Checkgroup ps has checks with and without item! At least one of the checks in this group needs to be changed (With item: ps, ps.perf, Without item: ps.posa)

Has anyone an idea of what this ‘item’ is and what check_mk is expecting my plugin to return?
I can remember reading of it somewhere, but the article was incomplet and i currently can’t find the article anymore.

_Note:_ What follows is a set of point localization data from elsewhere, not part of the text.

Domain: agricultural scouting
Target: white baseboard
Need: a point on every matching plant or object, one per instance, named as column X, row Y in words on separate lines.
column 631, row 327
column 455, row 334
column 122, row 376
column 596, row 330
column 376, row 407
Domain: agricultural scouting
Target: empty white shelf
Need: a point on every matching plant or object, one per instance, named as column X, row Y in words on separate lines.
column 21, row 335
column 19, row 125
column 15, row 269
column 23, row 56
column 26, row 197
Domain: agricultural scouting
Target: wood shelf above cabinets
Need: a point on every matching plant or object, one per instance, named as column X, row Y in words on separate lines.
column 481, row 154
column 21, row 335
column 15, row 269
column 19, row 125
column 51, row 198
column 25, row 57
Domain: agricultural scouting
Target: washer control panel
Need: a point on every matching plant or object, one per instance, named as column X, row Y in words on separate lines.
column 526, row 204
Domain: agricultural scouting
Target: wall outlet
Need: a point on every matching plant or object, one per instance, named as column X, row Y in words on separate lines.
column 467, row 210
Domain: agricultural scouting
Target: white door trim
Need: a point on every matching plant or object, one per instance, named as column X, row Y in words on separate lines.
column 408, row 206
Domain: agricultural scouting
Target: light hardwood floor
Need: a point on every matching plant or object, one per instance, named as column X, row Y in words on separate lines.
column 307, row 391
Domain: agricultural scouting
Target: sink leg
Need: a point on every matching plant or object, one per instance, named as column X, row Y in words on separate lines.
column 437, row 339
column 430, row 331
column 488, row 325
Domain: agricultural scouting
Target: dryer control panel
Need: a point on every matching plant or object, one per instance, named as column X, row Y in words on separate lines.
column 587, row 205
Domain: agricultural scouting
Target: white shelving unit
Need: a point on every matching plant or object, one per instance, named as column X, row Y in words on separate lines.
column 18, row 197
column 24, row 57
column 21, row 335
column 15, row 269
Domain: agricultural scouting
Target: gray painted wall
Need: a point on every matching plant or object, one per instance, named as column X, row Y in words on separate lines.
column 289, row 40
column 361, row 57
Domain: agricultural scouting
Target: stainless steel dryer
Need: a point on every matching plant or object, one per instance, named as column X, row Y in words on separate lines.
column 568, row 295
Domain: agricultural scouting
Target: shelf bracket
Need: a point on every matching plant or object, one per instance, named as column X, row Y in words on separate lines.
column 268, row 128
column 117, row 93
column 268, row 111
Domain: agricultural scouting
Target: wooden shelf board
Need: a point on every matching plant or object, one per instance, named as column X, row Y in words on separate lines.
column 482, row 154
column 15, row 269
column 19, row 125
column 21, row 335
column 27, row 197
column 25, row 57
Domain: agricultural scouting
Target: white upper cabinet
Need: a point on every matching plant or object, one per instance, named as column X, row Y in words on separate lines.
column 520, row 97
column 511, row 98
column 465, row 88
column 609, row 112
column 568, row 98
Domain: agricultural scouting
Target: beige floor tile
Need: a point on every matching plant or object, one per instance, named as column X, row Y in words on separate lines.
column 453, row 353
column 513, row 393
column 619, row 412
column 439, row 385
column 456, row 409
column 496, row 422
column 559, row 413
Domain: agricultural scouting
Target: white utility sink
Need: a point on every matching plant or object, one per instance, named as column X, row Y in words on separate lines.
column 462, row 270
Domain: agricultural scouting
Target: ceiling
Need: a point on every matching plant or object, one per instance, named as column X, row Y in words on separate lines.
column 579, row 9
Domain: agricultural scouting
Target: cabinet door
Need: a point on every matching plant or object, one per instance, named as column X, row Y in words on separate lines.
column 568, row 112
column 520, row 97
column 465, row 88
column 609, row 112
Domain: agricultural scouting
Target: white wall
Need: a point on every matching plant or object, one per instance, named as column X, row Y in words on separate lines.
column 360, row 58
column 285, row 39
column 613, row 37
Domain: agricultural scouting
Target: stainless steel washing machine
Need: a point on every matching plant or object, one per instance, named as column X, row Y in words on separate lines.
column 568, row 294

The ps check is normally designed to give back items, means you can have more than one services checked by the same check. Like ps_1, ps_2, ps_3, … and so on.

I don’t know how your discovery (old inventory) function and check function is designed but interpreting the error it’s not able to handle more than one item.

I would recvomend you to not use ps.posa as check name and use a totally custom for. may this helps get you around this problem to design your check metching all functions of ps and ps.perf.

If something goies wrong inside the check function your service could stay pending instead of throwing an exception.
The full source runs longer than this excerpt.